Roberts was quick to add the importance of the Upper West Side as a home base for the Lighthouse Guild for so many decades.
“We are a West Side organization, so many of the people who use our resources are people living on the Upper West Side,” he said. “We are integrated into the community here on the Upper West Side and we couldn’t see being anywhere else.”
The Lighthouse Guild has previously helped organize adaptive blind baseball training sessions in Riverside Park.

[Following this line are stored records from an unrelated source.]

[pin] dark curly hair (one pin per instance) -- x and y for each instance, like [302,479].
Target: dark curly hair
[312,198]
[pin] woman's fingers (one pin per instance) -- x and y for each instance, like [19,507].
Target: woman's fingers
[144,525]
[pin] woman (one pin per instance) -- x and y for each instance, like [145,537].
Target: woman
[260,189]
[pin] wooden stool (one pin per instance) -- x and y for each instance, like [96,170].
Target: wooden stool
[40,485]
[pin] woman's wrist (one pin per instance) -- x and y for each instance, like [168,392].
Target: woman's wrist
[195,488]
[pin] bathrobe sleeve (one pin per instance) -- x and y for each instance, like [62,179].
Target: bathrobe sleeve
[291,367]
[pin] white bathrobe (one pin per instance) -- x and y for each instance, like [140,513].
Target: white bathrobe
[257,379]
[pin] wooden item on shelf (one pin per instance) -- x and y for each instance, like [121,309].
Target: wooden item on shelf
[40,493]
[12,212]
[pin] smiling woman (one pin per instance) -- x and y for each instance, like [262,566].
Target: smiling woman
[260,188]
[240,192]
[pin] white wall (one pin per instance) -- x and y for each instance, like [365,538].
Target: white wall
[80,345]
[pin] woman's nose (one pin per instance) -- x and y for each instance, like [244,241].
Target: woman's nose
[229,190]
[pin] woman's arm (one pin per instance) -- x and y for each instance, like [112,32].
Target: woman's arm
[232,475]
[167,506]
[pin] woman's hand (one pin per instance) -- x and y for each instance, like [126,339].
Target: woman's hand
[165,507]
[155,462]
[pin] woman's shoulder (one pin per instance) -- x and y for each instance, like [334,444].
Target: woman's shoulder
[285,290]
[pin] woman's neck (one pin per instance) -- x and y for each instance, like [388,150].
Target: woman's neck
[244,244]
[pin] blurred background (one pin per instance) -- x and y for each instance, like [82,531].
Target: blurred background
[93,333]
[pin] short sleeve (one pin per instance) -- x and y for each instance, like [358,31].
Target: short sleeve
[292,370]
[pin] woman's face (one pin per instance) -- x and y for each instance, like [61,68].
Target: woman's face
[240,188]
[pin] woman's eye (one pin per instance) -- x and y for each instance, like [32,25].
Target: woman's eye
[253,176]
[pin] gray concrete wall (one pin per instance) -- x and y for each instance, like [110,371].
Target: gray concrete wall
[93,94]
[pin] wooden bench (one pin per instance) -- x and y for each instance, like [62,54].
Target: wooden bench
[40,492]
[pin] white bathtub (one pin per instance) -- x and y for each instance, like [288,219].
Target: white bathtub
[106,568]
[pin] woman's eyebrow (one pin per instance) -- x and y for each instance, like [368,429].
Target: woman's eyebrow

Anyone with a visual impairment can join team Lightning, and anyone who is sighted can join as a volunteer. The first games are planned to take place in the spring of 2024, and there is practice every Sunday at Monsignor Scanlan High School in the Bronx. The age restriction is currently 16 and older, but there are hopes one day to organize a youth league.
“Having been a student at the Lighthouse Guild and a strong advocate for adaptive sports, I know firsthand the benefits, impact, and empowerment vocational training and adaptive sports provide to our clients and students,” team captain Plumacher said. “The Lighthouse Guild’s participation in helping to create awareness and provide adaptive sports opportunities for the people we serve will have a dramatic impact on our blind community.”